L’angoisse de séparation

Bonjour tout le monde, j’espère que vous allez bien ?

En ce beau jour de la Saint Valentin, et des amoureux ! je vais plutôt vous parler d’un sujet inverse, mais à la fois lié et qui fait tellement peur quand on aime une personne : la SEPARATION.

Alors non, je ne me sépare pas de mon homme, même si parfois ce n’est l’envie qui m’en manque (je Lol … ou pas), mais plutôt la réelle angoisse de séparation ou devrais-je dire de mort à laquelle je suis confrontée en ce moment avec mon grand garçon.

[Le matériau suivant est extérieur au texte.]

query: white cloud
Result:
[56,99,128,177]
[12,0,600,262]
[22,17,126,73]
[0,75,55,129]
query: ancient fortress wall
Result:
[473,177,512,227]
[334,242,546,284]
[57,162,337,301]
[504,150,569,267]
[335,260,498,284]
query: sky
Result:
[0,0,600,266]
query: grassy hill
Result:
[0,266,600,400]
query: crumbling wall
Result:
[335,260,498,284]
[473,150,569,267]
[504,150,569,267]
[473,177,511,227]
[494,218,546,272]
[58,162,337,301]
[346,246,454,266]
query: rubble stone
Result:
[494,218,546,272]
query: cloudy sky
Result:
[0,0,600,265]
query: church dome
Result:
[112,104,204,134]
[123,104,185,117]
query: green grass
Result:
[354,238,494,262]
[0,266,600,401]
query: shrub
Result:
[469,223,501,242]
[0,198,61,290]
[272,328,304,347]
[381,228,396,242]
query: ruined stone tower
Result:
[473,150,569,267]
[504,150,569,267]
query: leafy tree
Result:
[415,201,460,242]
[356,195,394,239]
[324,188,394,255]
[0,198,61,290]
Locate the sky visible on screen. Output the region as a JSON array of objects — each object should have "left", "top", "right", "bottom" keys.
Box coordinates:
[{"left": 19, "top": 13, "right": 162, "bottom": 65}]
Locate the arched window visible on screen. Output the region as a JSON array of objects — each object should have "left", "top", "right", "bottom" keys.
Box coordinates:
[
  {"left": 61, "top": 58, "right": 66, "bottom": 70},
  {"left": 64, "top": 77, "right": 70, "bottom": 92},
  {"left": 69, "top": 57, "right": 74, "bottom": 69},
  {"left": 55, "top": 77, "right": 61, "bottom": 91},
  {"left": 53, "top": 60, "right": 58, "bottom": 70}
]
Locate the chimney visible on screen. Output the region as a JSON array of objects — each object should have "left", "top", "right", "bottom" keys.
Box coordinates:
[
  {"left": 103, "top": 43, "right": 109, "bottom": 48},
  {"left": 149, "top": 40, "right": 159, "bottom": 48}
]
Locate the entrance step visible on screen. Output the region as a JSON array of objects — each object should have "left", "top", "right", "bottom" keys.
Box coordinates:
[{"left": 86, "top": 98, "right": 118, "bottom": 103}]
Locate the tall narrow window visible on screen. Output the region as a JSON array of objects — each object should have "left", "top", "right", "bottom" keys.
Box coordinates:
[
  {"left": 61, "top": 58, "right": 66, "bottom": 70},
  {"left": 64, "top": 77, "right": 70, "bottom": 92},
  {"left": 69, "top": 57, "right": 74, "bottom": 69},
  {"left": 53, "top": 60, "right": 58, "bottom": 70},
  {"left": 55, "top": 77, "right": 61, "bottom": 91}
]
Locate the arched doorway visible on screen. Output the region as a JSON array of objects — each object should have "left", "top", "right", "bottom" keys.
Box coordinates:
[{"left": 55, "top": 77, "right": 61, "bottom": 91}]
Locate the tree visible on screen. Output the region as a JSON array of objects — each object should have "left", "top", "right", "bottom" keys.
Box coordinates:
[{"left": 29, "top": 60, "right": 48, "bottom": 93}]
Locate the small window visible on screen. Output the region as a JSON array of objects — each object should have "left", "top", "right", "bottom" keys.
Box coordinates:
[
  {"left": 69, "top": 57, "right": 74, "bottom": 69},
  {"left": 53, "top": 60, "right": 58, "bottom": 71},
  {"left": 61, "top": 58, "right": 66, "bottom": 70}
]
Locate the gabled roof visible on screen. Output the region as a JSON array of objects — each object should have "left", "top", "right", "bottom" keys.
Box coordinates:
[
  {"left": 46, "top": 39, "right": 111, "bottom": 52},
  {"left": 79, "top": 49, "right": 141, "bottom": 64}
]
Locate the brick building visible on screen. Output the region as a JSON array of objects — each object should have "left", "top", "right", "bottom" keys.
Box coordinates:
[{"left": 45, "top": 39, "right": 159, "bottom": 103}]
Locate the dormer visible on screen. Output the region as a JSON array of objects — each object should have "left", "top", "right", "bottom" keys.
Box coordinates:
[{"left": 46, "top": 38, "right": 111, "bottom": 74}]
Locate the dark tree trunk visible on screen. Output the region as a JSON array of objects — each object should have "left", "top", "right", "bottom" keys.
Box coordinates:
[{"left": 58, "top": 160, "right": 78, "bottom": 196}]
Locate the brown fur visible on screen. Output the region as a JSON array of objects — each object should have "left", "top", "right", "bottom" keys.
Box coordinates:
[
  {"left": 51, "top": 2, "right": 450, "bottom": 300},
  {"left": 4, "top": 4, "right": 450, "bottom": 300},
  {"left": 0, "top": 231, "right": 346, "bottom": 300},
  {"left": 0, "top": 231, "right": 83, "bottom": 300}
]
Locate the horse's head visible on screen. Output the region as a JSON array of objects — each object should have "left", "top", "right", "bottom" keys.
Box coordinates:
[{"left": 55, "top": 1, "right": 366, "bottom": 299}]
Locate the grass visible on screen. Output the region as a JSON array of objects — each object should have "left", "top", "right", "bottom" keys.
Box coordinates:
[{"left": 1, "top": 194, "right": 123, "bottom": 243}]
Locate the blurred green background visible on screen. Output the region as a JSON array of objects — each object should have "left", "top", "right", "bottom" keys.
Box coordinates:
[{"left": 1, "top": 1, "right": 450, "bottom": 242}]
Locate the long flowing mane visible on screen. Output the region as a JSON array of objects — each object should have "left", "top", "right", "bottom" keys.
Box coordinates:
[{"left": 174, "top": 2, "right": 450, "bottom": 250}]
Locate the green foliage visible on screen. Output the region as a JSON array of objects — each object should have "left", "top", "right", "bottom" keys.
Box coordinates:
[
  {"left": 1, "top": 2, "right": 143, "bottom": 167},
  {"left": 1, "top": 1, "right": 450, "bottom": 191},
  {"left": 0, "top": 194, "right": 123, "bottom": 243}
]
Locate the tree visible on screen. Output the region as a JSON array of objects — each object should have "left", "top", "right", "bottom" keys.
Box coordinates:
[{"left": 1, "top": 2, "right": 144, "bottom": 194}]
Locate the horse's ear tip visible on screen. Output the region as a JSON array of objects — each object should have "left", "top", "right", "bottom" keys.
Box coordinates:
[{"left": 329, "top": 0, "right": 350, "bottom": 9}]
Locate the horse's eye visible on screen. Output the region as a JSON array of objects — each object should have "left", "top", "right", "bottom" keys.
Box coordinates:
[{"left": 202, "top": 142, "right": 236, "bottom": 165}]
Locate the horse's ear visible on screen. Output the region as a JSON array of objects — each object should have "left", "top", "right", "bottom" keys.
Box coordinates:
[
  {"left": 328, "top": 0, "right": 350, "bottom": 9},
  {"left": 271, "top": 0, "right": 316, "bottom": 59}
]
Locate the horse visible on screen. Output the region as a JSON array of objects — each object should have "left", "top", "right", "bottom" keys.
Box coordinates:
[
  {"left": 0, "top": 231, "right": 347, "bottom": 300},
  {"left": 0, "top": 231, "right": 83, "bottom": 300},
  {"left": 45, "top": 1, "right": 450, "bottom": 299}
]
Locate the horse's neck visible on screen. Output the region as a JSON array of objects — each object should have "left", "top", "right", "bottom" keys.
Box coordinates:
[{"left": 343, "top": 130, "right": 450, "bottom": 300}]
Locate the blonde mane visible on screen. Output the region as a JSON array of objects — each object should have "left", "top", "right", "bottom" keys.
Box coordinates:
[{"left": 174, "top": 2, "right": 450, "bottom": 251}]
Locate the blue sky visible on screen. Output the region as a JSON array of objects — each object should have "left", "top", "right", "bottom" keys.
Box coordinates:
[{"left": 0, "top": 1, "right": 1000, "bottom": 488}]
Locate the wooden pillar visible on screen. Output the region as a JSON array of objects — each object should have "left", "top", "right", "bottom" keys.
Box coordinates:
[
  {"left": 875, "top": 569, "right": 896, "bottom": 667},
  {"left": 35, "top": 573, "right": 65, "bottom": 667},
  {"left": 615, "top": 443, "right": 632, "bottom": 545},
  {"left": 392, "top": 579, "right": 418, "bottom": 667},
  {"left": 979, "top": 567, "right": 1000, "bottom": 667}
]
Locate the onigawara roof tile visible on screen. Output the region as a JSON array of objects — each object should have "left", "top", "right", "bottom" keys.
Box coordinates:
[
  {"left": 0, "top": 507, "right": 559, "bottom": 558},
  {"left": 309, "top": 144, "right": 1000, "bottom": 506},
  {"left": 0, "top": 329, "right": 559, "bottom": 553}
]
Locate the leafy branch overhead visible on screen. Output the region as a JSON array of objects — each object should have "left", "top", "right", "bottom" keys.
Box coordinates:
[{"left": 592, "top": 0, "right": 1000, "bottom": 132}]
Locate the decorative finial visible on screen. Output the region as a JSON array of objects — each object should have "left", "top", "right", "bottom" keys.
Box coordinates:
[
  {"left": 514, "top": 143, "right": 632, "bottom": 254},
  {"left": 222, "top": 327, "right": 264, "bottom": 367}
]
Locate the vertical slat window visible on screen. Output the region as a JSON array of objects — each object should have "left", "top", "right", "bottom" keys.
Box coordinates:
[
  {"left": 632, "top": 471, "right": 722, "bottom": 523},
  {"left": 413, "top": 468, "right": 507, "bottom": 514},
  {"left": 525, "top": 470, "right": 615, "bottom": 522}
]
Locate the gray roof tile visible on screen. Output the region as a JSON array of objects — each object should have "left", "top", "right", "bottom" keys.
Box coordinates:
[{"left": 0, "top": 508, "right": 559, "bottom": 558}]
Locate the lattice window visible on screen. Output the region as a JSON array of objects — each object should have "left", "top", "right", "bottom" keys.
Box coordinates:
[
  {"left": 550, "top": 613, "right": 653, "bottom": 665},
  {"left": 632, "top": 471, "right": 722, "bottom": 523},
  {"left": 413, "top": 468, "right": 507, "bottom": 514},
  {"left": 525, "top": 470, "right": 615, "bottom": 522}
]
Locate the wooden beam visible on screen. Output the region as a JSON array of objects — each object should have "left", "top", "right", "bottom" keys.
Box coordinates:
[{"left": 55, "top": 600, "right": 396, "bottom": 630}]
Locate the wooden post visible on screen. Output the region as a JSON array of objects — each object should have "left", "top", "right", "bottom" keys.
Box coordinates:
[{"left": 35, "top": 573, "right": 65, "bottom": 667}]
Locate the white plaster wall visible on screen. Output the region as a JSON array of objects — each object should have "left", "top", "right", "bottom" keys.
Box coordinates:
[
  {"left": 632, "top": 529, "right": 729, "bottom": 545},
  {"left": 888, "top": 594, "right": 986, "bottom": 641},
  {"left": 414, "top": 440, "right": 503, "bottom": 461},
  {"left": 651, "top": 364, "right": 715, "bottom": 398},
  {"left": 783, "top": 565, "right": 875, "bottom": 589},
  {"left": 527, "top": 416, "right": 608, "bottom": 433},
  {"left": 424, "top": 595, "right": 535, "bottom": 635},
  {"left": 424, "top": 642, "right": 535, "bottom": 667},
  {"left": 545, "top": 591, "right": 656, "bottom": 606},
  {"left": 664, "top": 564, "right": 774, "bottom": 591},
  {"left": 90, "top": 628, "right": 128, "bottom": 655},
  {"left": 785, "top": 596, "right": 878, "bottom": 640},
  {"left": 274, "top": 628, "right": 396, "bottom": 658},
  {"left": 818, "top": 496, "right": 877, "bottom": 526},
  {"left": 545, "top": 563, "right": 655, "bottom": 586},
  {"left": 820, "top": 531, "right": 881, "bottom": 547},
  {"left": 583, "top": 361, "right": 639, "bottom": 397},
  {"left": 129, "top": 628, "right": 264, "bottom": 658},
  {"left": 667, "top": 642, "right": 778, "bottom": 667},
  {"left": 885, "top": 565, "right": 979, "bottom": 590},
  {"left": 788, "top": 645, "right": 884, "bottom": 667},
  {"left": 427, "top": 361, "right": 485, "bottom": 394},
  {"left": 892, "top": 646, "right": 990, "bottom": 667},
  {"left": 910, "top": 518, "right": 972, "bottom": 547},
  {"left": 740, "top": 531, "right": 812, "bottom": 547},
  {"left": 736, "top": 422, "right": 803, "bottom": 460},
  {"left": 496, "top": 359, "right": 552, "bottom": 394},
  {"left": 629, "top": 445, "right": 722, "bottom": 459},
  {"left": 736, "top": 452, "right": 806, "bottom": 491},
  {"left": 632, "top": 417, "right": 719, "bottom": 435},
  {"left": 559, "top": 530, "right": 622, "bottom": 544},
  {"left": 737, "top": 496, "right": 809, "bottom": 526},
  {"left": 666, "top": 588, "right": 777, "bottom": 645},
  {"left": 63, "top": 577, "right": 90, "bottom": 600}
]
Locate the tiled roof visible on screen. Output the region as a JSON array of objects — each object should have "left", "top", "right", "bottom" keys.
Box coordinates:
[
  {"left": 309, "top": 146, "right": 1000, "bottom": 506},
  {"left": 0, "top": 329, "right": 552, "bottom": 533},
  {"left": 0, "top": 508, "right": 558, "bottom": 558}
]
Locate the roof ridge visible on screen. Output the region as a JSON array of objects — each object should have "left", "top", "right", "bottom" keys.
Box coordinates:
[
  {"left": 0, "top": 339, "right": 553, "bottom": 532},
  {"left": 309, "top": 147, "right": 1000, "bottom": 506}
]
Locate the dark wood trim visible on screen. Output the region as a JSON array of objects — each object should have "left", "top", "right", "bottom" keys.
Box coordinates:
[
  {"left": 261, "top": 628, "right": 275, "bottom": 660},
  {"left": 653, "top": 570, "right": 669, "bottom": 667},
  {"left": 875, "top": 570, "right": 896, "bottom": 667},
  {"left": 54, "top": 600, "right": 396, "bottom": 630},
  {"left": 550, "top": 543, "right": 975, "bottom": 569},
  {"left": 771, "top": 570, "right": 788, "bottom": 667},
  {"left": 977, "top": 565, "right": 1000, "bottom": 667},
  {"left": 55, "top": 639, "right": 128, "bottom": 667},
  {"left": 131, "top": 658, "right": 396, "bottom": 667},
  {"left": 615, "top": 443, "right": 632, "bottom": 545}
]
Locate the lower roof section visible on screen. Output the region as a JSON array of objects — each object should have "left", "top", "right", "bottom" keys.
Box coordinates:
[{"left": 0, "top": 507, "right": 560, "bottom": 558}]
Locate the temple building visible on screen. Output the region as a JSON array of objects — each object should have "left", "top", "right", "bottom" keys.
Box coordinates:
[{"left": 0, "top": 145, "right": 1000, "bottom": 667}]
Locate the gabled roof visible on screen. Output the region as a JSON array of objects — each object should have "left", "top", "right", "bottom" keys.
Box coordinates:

Je m’explique : Maël va bientôt avoir 5 ans (le 25 Mai précisément) et commence à se poser des questions sur … la mort !! Et oui, cela devait bien arriver un jour. Disons que cela fait parti des sujets dont je n’étais pas pressée d’aborder avec lui, ça et puis comment on fait les bébés bien entendu, celle-là non plus il ne me tarde pas, mais je pense avoir encore un peu de temps, au moins un an ou deux, n’est-ce pas ?! Rassurez-moi !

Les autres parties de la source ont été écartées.